When not practicing law, Graham Sturgis relaxes by spending time with his family at his horse farm, Brick Church Farm, fly fishing for trout in the mountains and enjoying Charleston area beaches and waters. He and his wife, Maureen, have two grown children, Haley and Trip, and family has been Sturgis’ greatest experience and source of joy.
After 42 years, Sturgis also still finds meaning and great satisfaction in his law practice. He values the recognition and friendship he has earned from peers. Sturgis received an AV Rating for the “Highest Possible Rating” in both legal ability and ethical standards reflecting the confidential opinions of both members of the bar and the judiciary, which he finds both humbling and rewarding.
Whether in the role of an advocate or a mediator, his greatest challenge is to help people solve their own problems without having the court impose its solutions. “It’s enormously satisfying to identify goals and then achieve a resolution that works,” he said.
“It was a natural by-product of my interest in people and psychology,” he explained of his decision to focus on family law advocacy and to become a Certified Family Law Mediator. “In South Carolina, a no-contested divorce case can go to trial without first attending mediation. No matter how talented or well-intentioned a judge may be, he or she cannot have the depth of knowledge the parties themselves have. Good mediators and attorneys help them use that knowledge to craft their own outcomes tailored to their own situations. If the parties cannot reach agreement, the court system is better equipped to deal with divorce and other family matters now.”
He continued, “There now is a separate family court judicial system with dedicated, experienced judges. There is a greater emphasis on using counselors, custody evaluators, guardians and the process of discovery to develop the facts fully so that judges have the information they need to make the right decisions. All this, of course, makes litigation more expensive, too. I enjoy the courtroom and winning cases, but most cases get settled today and avoid the expense of a trial.”
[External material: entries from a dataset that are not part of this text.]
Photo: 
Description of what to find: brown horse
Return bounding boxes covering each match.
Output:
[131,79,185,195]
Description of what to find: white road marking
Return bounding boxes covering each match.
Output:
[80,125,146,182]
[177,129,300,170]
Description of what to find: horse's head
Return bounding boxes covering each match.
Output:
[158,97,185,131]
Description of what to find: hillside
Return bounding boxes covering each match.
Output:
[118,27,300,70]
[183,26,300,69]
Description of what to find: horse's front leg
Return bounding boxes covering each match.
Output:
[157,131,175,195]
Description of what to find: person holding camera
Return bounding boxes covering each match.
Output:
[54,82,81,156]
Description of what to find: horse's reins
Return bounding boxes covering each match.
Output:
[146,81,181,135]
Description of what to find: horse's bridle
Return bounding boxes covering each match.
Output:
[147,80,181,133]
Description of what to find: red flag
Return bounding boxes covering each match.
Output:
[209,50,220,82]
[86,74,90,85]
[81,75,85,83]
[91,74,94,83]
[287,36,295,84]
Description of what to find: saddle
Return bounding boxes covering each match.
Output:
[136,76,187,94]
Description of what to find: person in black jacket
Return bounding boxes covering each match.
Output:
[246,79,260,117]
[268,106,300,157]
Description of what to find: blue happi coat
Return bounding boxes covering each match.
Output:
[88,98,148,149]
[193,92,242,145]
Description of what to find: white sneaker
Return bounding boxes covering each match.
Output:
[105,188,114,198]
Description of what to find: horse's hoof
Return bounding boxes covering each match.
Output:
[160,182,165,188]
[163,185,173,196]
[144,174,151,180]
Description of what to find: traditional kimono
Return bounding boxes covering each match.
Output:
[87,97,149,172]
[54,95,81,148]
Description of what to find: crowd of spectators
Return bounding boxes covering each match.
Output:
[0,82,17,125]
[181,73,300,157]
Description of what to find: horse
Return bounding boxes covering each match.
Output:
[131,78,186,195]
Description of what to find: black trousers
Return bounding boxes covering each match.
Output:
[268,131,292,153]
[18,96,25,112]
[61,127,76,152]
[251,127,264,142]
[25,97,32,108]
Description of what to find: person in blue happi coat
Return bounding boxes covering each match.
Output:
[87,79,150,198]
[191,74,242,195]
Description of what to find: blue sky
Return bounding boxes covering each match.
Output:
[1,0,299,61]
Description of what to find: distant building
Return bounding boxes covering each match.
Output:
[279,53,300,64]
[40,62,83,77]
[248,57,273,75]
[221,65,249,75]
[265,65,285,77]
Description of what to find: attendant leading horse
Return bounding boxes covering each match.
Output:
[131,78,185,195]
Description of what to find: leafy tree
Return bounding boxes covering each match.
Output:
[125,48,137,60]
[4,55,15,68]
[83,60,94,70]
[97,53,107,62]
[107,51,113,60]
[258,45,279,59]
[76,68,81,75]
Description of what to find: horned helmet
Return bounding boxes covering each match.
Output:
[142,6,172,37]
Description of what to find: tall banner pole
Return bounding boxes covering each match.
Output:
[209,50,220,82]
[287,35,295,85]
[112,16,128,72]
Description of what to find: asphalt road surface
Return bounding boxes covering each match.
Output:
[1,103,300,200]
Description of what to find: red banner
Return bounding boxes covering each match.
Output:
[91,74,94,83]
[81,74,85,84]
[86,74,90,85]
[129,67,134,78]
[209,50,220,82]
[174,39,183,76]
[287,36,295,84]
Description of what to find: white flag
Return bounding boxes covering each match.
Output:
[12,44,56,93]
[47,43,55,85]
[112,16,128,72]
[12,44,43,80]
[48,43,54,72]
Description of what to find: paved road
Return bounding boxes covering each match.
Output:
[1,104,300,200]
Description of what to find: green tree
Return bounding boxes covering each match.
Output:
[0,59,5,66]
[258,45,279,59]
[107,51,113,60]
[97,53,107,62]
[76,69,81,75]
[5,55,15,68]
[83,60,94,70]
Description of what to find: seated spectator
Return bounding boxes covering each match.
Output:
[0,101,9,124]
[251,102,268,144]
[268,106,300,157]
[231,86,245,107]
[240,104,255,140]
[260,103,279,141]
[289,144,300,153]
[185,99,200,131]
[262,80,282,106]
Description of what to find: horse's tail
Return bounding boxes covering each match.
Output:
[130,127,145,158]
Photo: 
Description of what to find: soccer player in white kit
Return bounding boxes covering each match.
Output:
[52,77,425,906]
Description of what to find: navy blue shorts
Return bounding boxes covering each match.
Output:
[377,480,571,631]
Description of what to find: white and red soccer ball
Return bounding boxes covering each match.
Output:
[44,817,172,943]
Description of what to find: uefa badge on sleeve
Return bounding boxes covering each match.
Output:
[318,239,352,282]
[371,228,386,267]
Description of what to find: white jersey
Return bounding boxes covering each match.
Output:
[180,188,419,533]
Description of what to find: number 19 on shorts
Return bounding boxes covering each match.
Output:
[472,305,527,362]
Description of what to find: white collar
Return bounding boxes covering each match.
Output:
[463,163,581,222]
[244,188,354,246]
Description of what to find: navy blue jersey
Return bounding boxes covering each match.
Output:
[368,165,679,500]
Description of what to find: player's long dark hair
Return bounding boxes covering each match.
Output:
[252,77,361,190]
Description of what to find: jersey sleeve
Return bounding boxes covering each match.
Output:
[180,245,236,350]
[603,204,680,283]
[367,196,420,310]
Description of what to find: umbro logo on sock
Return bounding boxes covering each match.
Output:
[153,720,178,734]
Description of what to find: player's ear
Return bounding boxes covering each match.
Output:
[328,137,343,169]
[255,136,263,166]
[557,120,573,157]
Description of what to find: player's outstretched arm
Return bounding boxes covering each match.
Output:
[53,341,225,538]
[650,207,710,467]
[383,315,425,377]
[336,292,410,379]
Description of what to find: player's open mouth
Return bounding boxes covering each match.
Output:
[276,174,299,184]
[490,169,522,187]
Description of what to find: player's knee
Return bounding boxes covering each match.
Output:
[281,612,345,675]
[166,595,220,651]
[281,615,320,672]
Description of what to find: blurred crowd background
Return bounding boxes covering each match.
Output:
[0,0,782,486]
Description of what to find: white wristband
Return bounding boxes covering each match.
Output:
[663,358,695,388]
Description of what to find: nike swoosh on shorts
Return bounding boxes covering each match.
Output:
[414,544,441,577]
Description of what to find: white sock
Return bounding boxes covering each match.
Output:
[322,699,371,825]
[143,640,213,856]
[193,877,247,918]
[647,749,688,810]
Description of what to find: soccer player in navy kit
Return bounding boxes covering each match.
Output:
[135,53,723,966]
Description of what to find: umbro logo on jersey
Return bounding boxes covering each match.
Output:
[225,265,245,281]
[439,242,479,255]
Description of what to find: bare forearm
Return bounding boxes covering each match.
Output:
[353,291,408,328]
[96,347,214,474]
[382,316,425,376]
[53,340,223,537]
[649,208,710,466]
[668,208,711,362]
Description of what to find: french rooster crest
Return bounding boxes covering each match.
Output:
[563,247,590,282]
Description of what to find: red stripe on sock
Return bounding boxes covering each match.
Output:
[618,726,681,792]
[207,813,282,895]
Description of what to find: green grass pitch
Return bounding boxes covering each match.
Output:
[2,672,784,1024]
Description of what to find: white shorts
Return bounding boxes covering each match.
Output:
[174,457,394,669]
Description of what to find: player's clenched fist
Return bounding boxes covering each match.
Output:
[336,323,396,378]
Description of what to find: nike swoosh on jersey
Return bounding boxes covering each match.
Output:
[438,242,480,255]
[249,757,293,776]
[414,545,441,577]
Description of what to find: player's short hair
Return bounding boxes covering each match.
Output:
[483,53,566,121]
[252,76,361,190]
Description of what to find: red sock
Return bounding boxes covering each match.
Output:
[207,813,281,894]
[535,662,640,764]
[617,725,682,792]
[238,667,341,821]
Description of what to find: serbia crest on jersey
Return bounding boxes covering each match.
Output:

Sturgis believes it is crucial to know his clients’ backgrounds and values and understand issues that are important to them. “The first thing I do at the initial meeting, or soon afterward, is to list a set of goals. This allows me to understand what the client wants to happen, and then we can discuss and determine how we get there. Seeing clients in a better place in their lives after the conclusion of the legal process is great.”
Sturgis also practices personal injury law and equine law. He is a past president of the South Carolina Thoroughbred Owners and Breeders Association and was admitted to the American College of Equine Attorneys. He is a graduate of Davidson College and the University of South Carolina School of Law, where he was a member of both Wig and Robe, and the South Carolina Law Review.